This post first appeared on the Radix UK blog...
About ten years ago, I was talking to someone from The-Pub-Is-The-Hub – Prince Charles’ outfit for advising community pubs. They told me how the best economic unit for a community pub to survive economically wasn’t 10,000 people in the catchment area or even 2,000. It was 500.
That was a revelation to me, and the beginning of a fascinating search for other examples when smaller units survive better economically than bigger ones.
Maybe some hint of that was also why Private Eye editor Ian Hislop has been presenting a BBC radio series about the lost kingdoms of England, like Anglia, Mercia and Wessex and so on.
I have been wondering myself about the significance of such ancient history. After all, why has the BBC commissioned Hislop now?
Perhaps because there is a deep sense that our units are now too big to be effective – and because the idea of small nations across Europe, introduced in our own age by Freddie Heineken, is beginning to work away at our imaginations.
That is in fact one of the reasons why I wrote my series of novels about Caractacus (the third part, Roman Briton, is now out) – though these are earlier nations: Celtic ones and rather smaller than those Saxon behemoths.

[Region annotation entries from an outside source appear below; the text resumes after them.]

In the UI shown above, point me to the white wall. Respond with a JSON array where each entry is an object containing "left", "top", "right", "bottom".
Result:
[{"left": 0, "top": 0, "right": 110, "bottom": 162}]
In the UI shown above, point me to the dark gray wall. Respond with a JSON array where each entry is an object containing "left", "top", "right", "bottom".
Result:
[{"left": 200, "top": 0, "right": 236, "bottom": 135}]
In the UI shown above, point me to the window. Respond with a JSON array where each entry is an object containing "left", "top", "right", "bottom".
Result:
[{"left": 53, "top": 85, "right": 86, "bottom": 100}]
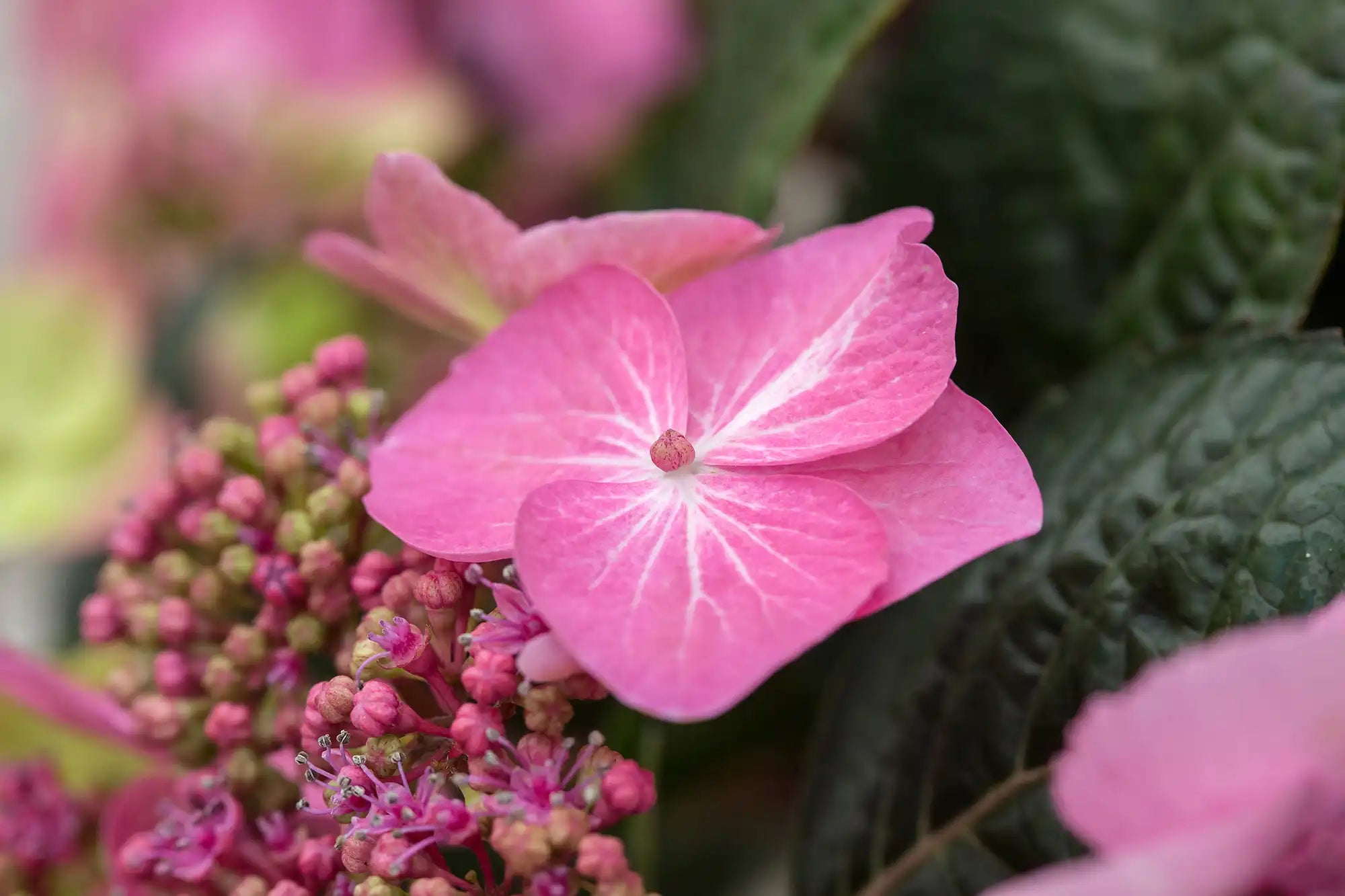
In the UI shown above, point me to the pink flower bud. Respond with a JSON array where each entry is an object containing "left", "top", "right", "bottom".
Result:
[
  {"left": 215, "top": 477, "right": 266, "bottom": 524},
  {"left": 350, "top": 551, "right": 397, "bottom": 600},
  {"left": 159, "top": 598, "right": 196, "bottom": 646},
  {"left": 280, "top": 364, "right": 320, "bottom": 405},
  {"left": 108, "top": 516, "right": 156, "bottom": 563},
  {"left": 299, "top": 837, "right": 340, "bottom": 891},
  {"left": 350, "top": 681, "right": 418, "bottom": 737},
  {"left": 130, "top": 694, "right": 183, "bottom": 743},
  {"left": 153, "top": 650, "right": 200, "bottom": 697},
  {"left": 336, "top": 458, "right": 371, "bottom": 501},
  {"left": 266, "top": 880, "right": 305, "bottom": 896},
  {"left": 257, "top": 414, "right": 304, "bottom": 456},
  {"left": 527, "top": 865, "right": 574, "bottom": 896},
  {"left": 369, "top": 837, "right": 434, "bottom": 880},
  {"left": 650, "top": 429, "right": 695, "bottom": 473},
  {"left": 449, "top": 699, "right": 504, "bottom": 756},
  {"left": 574, "top": 834, "right": 631, "bottom": 881},
  {"left": 219, "top": 626, "right": 266, "bottom": 669},
  {"left": 206, "top": 702, "right": 252, "bottom": 749},
  {"left": 308, "top": 676, "right": 358, "bottom": 725},
  {"left": 463, "top": 650, "right": 518, "bottom": 704},
  {"left": 79, "top": 594, "right": 122, "bottom": 645},
  {"left": 491, "top": 818, "right": 551, "bottom": 877},
  {"left": 603, "top": 759, "right": 658, "bottom": 817},
  {"left": 340, "top": 833, "right": 377, "bottom": 874},
  {"left": 416, "top": 569, "right": 464, "bottom": 610},
  {"left": 313, "top": 335, "right": 369, "bottom": 386},
  {"left": 136, "top": 479, "right": 183, "bottom": 524},
  {"left": 299, "top": 538, "right": 346, "bottom": 585},
  {"left": 174, "top": 444, "right": 225, "bottom": 498}
]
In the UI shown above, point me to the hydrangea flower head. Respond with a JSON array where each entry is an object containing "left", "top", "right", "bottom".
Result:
[
  {"left": 307, "top": 152, "right": 773, "bottom": 336},
  {"left": 366, "top": 208, "right": 1041, "bottom": 720},
  {"left": 991, "top": 599, "right": 1345, "bottom": 896}
]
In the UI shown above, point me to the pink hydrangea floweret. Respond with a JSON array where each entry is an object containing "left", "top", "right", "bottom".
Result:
[
  {"left": 307, "top": 152, "right": 772, "bottom": 336},
  {"left": 989, "top": 598, "right": 1345, "bottom": 896},
  {"left": 366, "top": 208, "right": 1041, "bottom": 720}
]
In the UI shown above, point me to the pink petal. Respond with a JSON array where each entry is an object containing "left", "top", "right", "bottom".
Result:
[
  {"left": 1053, "top": 600, "right": 1345, "bottom": 852},
  {"left": 790, "top": 382, "right": 1041, "bottom": 616},
  {"left": 515, "top": 473, "right": 886, "bottom": 721},
  {"left": 985, "top": 794, "right": 1302, "bottom": 896},
  {"left": 515, "top": 633, "right": 584, "bottom": 681},
  {"left": 364, "top": 268, "right": 686, "bottom": 560},
  {"left": 0, "top": 643, "right": 144, "bottom": 751},
  {"left": 494, "top": 211, "right": 775, "bottom": 307},
  {"left": 670, "top": 208, "right": 958, "bottom": 466},
  {"left": 308, "top": 152, "right": 519, "bottom": 332}
]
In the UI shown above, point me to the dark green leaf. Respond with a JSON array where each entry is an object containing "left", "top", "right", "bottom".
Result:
[
  {"left": 799, "top": 333, "right": 1345, "bottom": 896},
  {"left": 853, "top": 0, "right": 1345, "bottom": 409},
  {"left": 628, "top": 0, "right": 905, "bottom": 218}
]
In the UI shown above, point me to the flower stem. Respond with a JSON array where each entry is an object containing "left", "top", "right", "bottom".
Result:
[{"left": 627, "top": 717, "right": 667, "bottom": 891}]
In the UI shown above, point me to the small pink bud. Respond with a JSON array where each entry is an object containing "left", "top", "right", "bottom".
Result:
[
  {"left": 266, "top": 880, "right": 305, "bottom": 896},
  {"left": 336, "top": 458, "right": 371, "bottom": 501},
  {"left": 108, "top": 516, "right": 155, "bottom": 563},
  {"left": 257, "top": 414, "right": 304, "bottom": 455},
  {"left": 299, "top": 837, "right": 340, "bottom": 891},
  {"left": 491, "top": 818, "right": 551, "bottom": 877},
  {"left": 574, "top": 834, "right": 631, "bottom": 881},
  {"left": 280, "top": 364, "right": 320, "bottom": 405},
  {"left": 159, "top": 598, "right": 196, "bottom": 646},
  {"left": 340, "top": 828, "right": 377, "bottom": 874},
  {"left": 79, "top": 594, "right": 122, "bottom": 645},
  {"left": 313, "top": 335, "right": 369, "bottom": 386},
  {"left": 174, "top": 444, "right": 225, "bottom": 498},
  {"left": 130, "top": 694, "right": 183, "bottom": 743},
  {"left": 206, "top": 702, "right": 252, "bottom": 749},
  {"left": 603, "top": 759, "right": 658, "bottom": 817},
  {"left": 350, "top": 551, "right": 397, "bottom": 610},
  {"left": 463, "top": 650, "right": 518, "bottom": 704},
  {"left": 219, "top": 626, "right": 266, "bottom": 669},
  {"left": 153, "top": 650, "right": 200, "bottom": 697},
  {"left": 299, "top": 538, "right": 346, "bottom": 585},
  {"left": 650, "top": 429, "right": 695, "bottom": 473},
  {"left": 449, "top": 699, "right": 504, "bottom": 756},
  {"left": 369, "top": 837, "right": 434, "bottom": 880},
  {"left": 215, "top": 477, "right": 266, "bottom": 524},
  {"left": 416, "top": 569, "right": 464, "bottom": 610},
  {"left": 350, "top": 681, "right": 417, "bottom": 737}
]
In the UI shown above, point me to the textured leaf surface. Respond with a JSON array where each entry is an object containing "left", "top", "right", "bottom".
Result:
[
  {"left": 854, "top": 0, "right": 1345, "bottom": 410},
  {"left": 631, "top": 0, "right": 905, "bottom": 219},
  {"left": 799, "top": 333, "right": 1345, "bottom": 896}
]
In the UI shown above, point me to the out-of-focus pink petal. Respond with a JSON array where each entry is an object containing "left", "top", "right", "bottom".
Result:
[
  {"left": 1053, "top": 600, "right": 1345, "bottom": 852},
  {"left": 788, "top": 382, "right": 1041, "bottom": 616},
  {"left": 308, "top": 152, "right": 519, "bottom": 332},
  {"left": 0, "top": 643, "right": 144, "bottom": 751},
  {"left": 670, "top": 208, "right": 958, "bottom": 466},
  {"left": 366, "top": 266, "right": 686, "bottom": 560},
  {"left": 985, "top": 792, "right": 1303, "bottom": 896},
  {"left": 515, "top": 474, "right": 886, "bottom": 721},
  {"left": 515, "top": 631, "right": 584, "bottom": 681},
  {"left": 495, "top": 210, "right": 775, "bottom": 308}
]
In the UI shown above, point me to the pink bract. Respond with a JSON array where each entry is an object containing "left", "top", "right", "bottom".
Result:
[
  {"left": 305, "top": 152, "right": 773, "bottom": 336},
  {"left": 991, "top": 599, "right": 1345, "bottom": 896},
  {"left": 366, "top": 208, "right": 1041, "bottom": 720}
]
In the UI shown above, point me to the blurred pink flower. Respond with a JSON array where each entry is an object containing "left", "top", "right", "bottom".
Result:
[
  {"left": 443, "top": 0, "right": 694, "bottom": 167},
  {"left": 366, "top": 208, "right": 1041, "bottom": 720},
  {"left": 307, "top": 152, "right": 775, "bottom": 336},
  {"left": 987, "top": 599, "right": 1345, "bottom": 896},
  {"left": 25, "top": 0, "right": 471, "bottom": 269}
]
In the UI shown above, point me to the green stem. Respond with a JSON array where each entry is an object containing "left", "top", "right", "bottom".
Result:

In fact, there were three reasons why I began researching Caractacus – partly because I read about his lost autobiography which might have explained how he held back the Roman invaders for nine years (this was a misunderstanding on my part: it was probably never written).
It was partly because the idea appealed to me of Caractacus being a Christian king facing down the pagan Romans (who just happened to have arrived a little after Joseph of Arimathea came to our shores between 3-5 years earlier).
But partly also because I wanted to re-imagine Britain as a group of semi-independent nations under a high king.
Because we only have Roman sources, we normally think of the Iceni, Brigantes or the Silures as barbaric tribes.
They may have been that of course, but they may also have been something a good deal more civilised – nations like Icenia (under King Prasutagus and Queen Boudicca, covering Norfolk and Suffolk), or Brigantia (under Queen Cartimandua, covering Yorkshire), or Siluria (under King Arviragus and covering south Wales and Somerset. And held together by loyalty – or lack of it – to a high king.
Rehearsing a list like this is even more of a reminder how much classical scholars cloud our view of our own history. These are all Romanised names – we know that Caractacus was originally Caradoc, but recovering the rest demands an informed but imaginative approach to linguistics.
The days of high kings may now be gone, but Brexit does at least give us an opportunity to think about the structure of our nation, the right scale to be most effective and where our natural boundaries actually lie.
Maybe, if we can sort out the old logical issues about UK devolution – which used to be called the West Lothian question – then the idea that, in the almost legendary history of our home, we used to live in small semi-independent nations. So we could again: not just Scotland or England but maybe home rule for London or Sussex or Dumnonia.
Either way, it can be fun thinking about a far more localised structure for Britain that might actually be a futuristic vision of nations that might provide a template for other parts of the world.